Corporate credit unions in the Carolinas plan to merge in an effort to deal with increased competition and expected tough new regulations.
First Carolina Corporate Credit Union, Greensboro, N.C., and Carolina Corporate Credit Union, Columbia, S.C., have been discussing a possible combination since June, said First Carolina chairman Jim Blaine.
The boards of both corporates last month endorsed merging to create a $600 million-asset corporate, and the transaction could be completed by September.
"This is to gain efficiencies and (in anticipation of) stricter guidelines," said Mr. Blaine, who also is chief executive of Raleigh-based State Employees Credit Union. "If the new corporate regs are extremely strict, we have to bulk up on assets as costs go up."
"We aren't having any problems at the present; what we were having trouble doing was looking ahead at the future," said John Franklin, chief executive of Carolina Corporate and South Carolina Credit Union League. "We decided to look for a solution now rather than wait for shrinking margins drove us into noncompetitiveness."
For years industry officials and analysts have predicted consolidation among corporates because smaller ones - such as $214 million-asset Carolina Corporate - are increasingly having trouble competing for credit union investment dollars.
A new factor in consolidation is the National Credit Union Administration, which has been cracking down on the industry's liquidity centers. The NCUA's corporate proposal in April, which would require corporates to beef up their capital and narrow their investment powers, nudged Carolina Corporate into asking First Carolina to acquire it.
Mr. Franklin said it would have been impossible for Carolina Corporate to both grow and increase its capital to meet the NCUA's expected target of 4% in three years.

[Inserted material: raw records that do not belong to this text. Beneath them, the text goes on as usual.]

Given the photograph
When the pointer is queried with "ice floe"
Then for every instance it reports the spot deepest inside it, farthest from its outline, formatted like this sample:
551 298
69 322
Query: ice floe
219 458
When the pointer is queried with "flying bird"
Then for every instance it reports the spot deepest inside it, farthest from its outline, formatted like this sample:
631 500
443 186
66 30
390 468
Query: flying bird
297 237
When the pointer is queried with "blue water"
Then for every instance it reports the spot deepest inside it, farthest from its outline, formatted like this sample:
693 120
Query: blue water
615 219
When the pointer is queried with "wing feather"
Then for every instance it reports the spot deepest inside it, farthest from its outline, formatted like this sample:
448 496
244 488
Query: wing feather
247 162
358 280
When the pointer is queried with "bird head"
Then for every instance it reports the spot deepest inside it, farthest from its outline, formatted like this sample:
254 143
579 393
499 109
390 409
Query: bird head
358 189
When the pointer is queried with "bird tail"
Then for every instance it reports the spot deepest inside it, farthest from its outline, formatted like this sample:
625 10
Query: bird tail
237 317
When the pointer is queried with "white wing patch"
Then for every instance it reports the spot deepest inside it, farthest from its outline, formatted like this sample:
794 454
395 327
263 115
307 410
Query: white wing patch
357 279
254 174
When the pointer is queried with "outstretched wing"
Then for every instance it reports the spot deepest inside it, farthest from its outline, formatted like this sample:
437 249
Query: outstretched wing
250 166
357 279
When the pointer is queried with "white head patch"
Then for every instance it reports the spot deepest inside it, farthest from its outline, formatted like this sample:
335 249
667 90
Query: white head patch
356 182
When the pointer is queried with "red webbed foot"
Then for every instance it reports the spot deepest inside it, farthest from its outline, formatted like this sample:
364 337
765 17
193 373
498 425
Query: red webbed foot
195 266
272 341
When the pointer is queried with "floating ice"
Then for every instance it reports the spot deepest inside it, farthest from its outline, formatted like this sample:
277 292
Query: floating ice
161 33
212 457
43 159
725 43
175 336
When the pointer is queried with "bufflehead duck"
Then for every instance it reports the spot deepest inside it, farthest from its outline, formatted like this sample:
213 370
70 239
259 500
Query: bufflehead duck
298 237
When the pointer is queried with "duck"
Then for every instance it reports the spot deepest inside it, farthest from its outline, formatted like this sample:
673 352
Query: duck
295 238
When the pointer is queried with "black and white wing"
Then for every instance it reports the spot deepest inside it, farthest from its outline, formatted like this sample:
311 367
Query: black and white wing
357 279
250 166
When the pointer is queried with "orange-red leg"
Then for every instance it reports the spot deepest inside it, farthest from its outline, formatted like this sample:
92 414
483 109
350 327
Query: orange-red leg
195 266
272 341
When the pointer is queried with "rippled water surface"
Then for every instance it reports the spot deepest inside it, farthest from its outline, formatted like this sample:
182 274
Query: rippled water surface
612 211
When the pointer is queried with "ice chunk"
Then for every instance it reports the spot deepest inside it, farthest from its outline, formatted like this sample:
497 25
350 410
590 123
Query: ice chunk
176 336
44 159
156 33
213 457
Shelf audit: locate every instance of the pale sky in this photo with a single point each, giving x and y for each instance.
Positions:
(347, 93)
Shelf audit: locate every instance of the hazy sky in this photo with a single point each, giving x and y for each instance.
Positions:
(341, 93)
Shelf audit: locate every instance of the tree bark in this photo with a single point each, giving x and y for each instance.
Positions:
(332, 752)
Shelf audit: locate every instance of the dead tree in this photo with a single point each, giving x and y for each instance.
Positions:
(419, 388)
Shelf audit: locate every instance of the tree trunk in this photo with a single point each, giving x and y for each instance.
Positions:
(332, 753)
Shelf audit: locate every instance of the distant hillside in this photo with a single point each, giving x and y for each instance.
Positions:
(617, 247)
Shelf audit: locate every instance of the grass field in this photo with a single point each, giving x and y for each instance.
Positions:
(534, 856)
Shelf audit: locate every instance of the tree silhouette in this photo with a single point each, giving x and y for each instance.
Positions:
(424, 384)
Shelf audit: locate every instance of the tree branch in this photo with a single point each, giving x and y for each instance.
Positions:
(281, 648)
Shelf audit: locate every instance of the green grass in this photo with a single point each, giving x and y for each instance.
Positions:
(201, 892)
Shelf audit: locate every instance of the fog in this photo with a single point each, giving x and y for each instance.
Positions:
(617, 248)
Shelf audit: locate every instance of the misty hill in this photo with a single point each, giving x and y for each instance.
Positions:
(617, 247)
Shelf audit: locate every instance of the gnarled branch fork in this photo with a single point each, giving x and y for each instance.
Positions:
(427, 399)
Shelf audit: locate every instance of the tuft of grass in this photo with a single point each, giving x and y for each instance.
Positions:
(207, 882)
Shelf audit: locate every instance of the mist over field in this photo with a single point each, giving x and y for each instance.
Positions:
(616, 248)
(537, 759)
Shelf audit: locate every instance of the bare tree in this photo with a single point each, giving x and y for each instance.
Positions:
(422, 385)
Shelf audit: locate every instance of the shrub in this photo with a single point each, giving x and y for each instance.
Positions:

The proposal was roundly bashed, and the agency has withdrawn it. Still, tough new regulations that would make life even more difficult for smaller corporates are expected.
"The idea of corporates combining is nothing new, but NCUA's regulation, or anticipation of the regulation, might be the thing that finally makes it happen" on a wide scale, said Keith Peterson, an economist for the Credit Union National Association. "Corporates don't want to dwindle into insignificance."
The combination would make First Carolina, as the surviving institution would be known, among the top 12 of the 41 corporates. It would be the second-largest corporate in the southeastern United States after Southeast Corporate Federal Credit Union, Tallahassee, Fla.
Mr. Blaine and Mr. Franklin said the two corporates are a good fit. They both used the same computer system, and South Carolina credit unions won't even have to change their account numbers.
"A merger should be transparent," Mr. Franklin said.
One attractive aspect of Carolina Corporate is an agreement with Wachovia Corp. by which the corporate's member credit unions can make deposits and cash checks at the bank's branches.
Although First Carolina's charter allows it to serve credit unions in every state, Mr. Blaine said there are no plans to expand outside the two- state area.
But Mr. Franklin - who would have no further connection with the corporate after a merger - said future mergers are possible.
A study last year determined that corporates with less than $600 million in assets will have a tough time remaining competitive, he said. In the Southeast, only Southeastern Corporate, with $1.1 billion in assets, rises to or surpasses that threshold, according to Dec. 1994 data from Callahan & Associates, a Washington-based consulting firm.
"You'd have to be foolish not to recognize the potential," he said.
Any future merger partner would have to be compatible with First Carolina's conservative, matched-book investment practices, Mr. Franklin said.
"If a corporate was to come in, it would have to recognize the philosophy of being a safe harbor for liquid funds" and not "chase after hot money," Mr. Franklin said.